Moderate: five or twelve canes left at 18-24 inches high. Moderate pruning develops a larger bush than heavy pruning. Most garden roses should use this method.

Light: cut back one third of the rose plant. Light pruning produces short stem roses on bushes. This technique used on floribundas, grand flora, and first time hybrid teas. These methods take practice. Take good garden journal notes and adjust each year to the best method for your type of rose and zone you live in.

Guidelines for pruning your rose bushes:
Cut 1 inch below any evidence of disease
Check the top of each cane to make sure the pith in the center is creamy white, not brown or gray. Prune down to just above the bud where the pith is healthy or to the bud union. Any canes that grow straight out and up should be cut, or any cane growing toward the center of the rose bush. Remove all suckers or unsightly shoots that grow out of the rootstock below the bud union.

Pruning Climbing Roses:
Climbing roses have their own rules; do not prune climbers except deadwood for 2 or 3 years. Climbers need to establish mature cane. Prune climbers once after they have bloomed.

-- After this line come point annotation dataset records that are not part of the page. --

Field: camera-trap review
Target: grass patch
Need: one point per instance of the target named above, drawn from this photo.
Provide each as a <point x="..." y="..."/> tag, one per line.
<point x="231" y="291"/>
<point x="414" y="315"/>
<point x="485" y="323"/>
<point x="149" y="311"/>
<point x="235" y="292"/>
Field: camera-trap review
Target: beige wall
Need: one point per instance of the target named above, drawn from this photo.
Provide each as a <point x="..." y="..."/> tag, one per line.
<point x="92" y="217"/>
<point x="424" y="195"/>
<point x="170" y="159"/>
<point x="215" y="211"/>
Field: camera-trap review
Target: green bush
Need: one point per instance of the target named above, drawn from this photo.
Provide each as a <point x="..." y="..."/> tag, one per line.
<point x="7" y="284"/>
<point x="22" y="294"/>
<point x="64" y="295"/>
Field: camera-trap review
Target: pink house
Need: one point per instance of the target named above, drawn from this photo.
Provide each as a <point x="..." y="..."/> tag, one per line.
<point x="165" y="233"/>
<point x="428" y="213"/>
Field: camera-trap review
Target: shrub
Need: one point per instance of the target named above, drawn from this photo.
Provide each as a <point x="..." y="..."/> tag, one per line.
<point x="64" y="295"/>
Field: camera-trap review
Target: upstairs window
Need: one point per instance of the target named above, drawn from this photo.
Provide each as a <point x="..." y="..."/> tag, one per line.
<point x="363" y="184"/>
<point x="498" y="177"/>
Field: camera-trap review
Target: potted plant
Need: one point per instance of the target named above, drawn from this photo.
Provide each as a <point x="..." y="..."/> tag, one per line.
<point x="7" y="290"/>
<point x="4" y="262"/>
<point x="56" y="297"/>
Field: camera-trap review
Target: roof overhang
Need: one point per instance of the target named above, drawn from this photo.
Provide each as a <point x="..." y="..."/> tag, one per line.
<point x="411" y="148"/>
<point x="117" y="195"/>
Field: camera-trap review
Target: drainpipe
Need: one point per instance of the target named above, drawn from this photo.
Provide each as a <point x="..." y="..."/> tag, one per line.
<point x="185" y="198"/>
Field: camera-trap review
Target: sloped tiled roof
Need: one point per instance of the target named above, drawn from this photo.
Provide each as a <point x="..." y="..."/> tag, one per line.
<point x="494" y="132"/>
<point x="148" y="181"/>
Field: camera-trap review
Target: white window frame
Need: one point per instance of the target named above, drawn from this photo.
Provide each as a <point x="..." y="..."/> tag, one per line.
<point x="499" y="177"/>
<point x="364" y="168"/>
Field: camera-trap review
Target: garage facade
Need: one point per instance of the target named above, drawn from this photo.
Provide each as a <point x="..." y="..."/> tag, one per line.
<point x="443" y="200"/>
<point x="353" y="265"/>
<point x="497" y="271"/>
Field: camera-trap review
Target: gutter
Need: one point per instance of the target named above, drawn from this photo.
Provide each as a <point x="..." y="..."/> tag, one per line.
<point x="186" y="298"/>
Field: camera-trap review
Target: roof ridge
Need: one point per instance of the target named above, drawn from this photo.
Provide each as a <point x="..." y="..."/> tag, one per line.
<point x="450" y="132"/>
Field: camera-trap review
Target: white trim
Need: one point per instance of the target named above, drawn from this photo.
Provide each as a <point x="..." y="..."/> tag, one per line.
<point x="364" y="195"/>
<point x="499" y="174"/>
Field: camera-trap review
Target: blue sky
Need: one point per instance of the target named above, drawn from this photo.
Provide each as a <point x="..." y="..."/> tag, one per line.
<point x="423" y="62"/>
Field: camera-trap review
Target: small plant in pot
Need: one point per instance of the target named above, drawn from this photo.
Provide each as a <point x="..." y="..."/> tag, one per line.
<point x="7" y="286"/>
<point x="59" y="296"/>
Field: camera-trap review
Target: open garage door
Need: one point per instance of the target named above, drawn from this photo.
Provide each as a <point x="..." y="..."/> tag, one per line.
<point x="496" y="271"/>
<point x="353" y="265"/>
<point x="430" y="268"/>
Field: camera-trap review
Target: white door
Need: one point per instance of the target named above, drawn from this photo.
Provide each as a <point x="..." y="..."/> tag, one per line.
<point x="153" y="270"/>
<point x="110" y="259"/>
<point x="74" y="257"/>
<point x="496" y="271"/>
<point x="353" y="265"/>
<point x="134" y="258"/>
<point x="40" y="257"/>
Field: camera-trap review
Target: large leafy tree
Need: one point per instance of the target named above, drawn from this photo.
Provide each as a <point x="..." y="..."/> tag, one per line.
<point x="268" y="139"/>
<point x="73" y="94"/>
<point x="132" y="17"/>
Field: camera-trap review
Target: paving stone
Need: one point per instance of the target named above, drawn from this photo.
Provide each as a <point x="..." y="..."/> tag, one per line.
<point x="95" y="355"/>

Prune continuous roses early in the spring. Prune ramblers after they bloom. Rose climber canes are only good for two or three seasons at the most. Be sure to remove all suckers from the base of the climber. Cutting the canes that the flowers appear on back four or five buds, helps shape the plant. Prune while dormant if your climber is a hybrid. Removing only dead wood and sucker growth. Healthy canes in the amount of three or four remaining. Removing flowers off ever blooming roses, do not remove foliage on repeat blooms. On hybrids, leave two leaf buds on each flower shoot. Prune climbers to fit the space. For trellis and arbors let canes grow long and tying them in a horizontal position with cane tips pointed downward. For your next growing season, keep a detailed garden journal.